If you have $5 and Chuck Norris has $5, Chuck Norris now has $10.

What's the best part of having sex with a twelve year old? Watching them cry when they prosecute against you.

Why did the boy fall off his bike? Because he got hit by a fridge. Why did the girl fall off the swing? Because she got hit by a fridge. Why couldn't the cat drink its milk? Because it had no face.

JUSTIN BIEBER IS A FAG

911 joke ? now thats just plane rude.

Q: Why did the chicken cross the road? A: He was being chased by a coyote that hadn't eaten in several days.

A white man walking dpwn the street finds a brief-case with a timer on it. A young muslim man says he dropped it. The white man then asked "What's the timer for"? The young man said, "Nothing really, just helps keep the time." They both went their separate ways.

why did the chicken cross the road? dunno. i wasnt there.

What happens when three drunk men are driving 80 miles off of a cliff. They all die on impact from the great fall and their family's mourn over their deaths for years to come.

If I could rearrange the alphabet, I'd probably put all the labials, coronals and dorsals in separate places sorted into plosives, nasals and fricatives, with the vowels at the beginning to make it more logical and easily attainable to foreigners unfamiliar with the Latin alphabet.

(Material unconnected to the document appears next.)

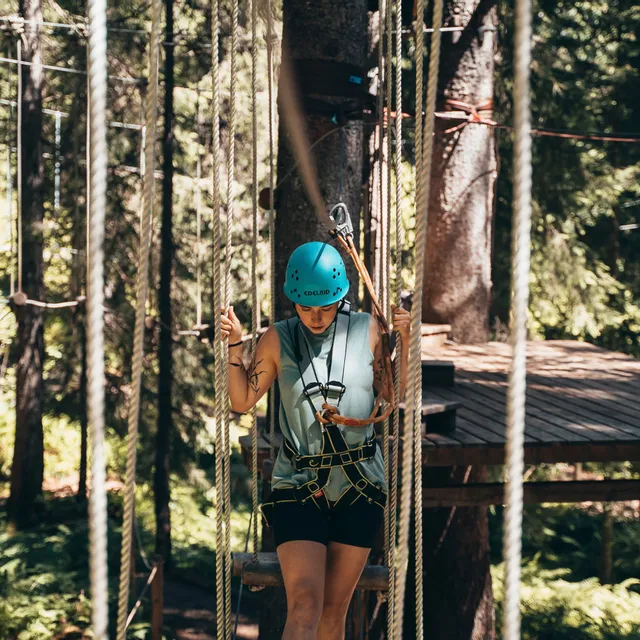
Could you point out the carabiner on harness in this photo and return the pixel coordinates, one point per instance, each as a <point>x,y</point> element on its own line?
<point>324,396</point>
<point>340,215</point>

What is the difference between a jew and a boyscout? a boyscout comes back from camp.

Q: What's the similarity between puzzles and women? A: Prior to the 1920's neither had the right to vote.

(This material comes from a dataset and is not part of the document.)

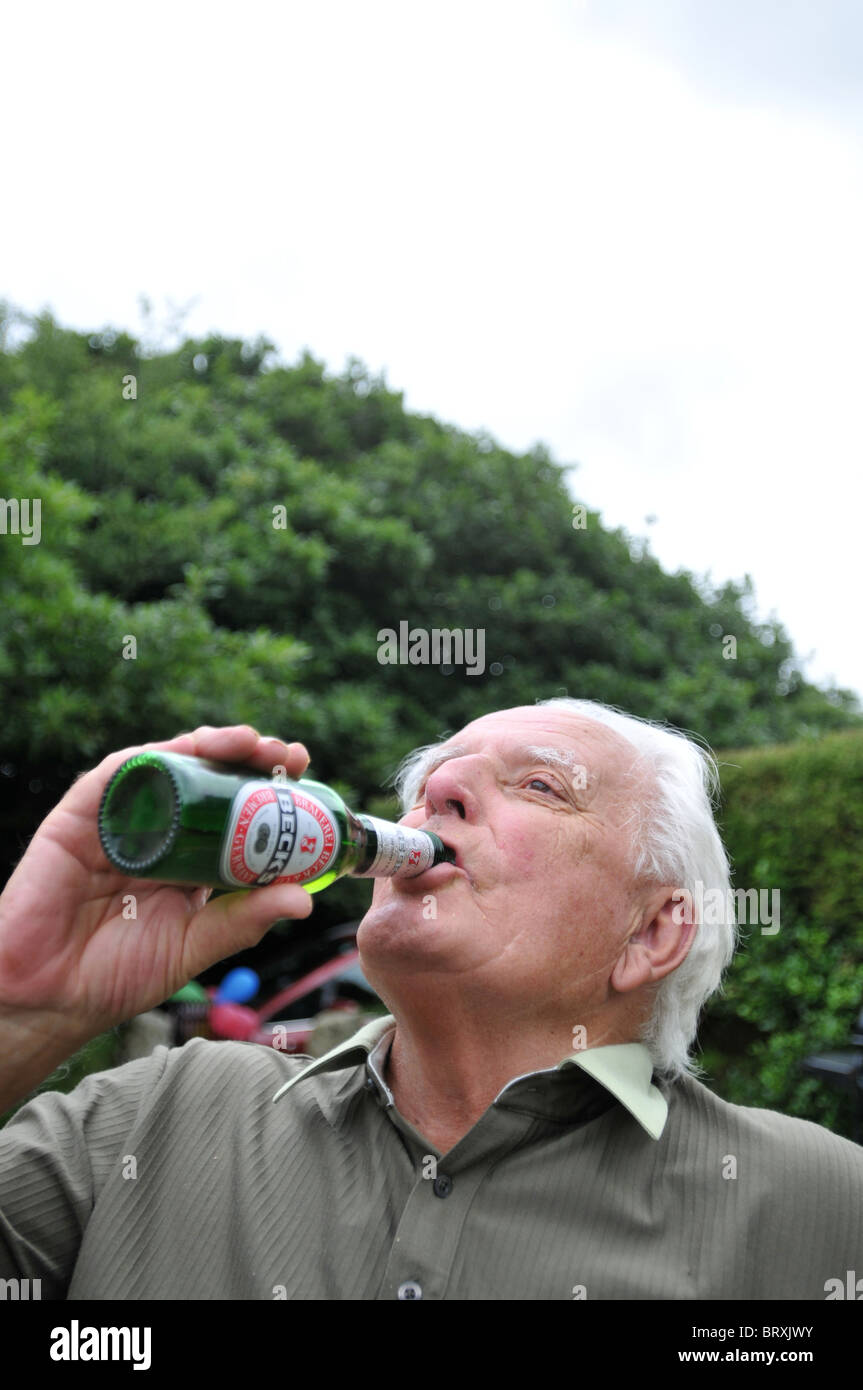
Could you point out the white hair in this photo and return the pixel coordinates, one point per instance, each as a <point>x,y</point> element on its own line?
<point>674,841</point>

Q: What present did the Taliban's wife get on the islamic holiday A: a beating

NASA sent a probe to Uranus and wondered why people were laughing.

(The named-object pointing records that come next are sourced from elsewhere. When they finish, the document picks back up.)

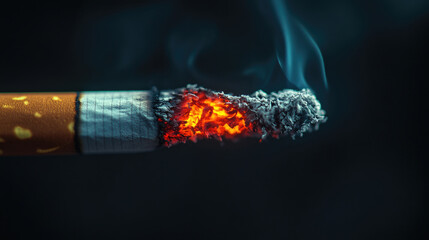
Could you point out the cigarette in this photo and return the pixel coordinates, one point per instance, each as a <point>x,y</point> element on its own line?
<point>140,121</point>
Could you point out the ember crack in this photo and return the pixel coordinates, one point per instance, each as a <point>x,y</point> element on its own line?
<point>194,113</point>
<point>139,121</point>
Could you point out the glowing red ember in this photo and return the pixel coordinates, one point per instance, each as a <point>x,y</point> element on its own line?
<point>201,115</point>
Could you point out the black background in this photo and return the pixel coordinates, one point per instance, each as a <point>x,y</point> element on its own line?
<point>361,176</point>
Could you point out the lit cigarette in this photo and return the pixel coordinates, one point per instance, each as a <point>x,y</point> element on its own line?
<point>139,121</point>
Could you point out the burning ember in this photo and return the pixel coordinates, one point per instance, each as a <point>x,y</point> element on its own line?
<point>203,115</point>
<point>194,113</point>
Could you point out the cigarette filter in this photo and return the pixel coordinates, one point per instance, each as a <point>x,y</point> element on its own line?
<point>139,121</point>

There is a Mexican and a Black guy in a car. Who's driving? The Mexican, you racist bastard.

knock knock, whos there? your neighbor's cat..no not really, but your sister just got raped

You are in an airplane, and you have 500 bricks. You throw one out the door. How many do you have? 499. What are the 3 steps to putting an elephant in a fridge? 1-open the door,2-put the elephant in,3-close the door. How do you put a giraffe in the fridge? You open the door, take the elephant out, put the giraffe in, and shut the door. The lion king is having a party for all the animals… which one didn't go? The giraffe, it's in the fridge. An old lady is trying to cross an alligator infested river. She makes it over. How? The alligators are at the party. She dies anyway. How? She gets hit by the brick you threw out of the window.

What do you call a man with no arms and no legs in a pool? An ambulance.

What happened when your mom closed the blinds? You.

RACIST JOKE: how to start a footrace in ghana role a donut down a hill

What do you call a black person pimping out his bitches? a dog breeder.

What happened to the prisoner who dropped the soap while in the shower with other men? Another prisoner picked up and gave it to him and finished showering and felt squeaky clean.

What's the difference between a horse? All legs are of equal length, especially the left one.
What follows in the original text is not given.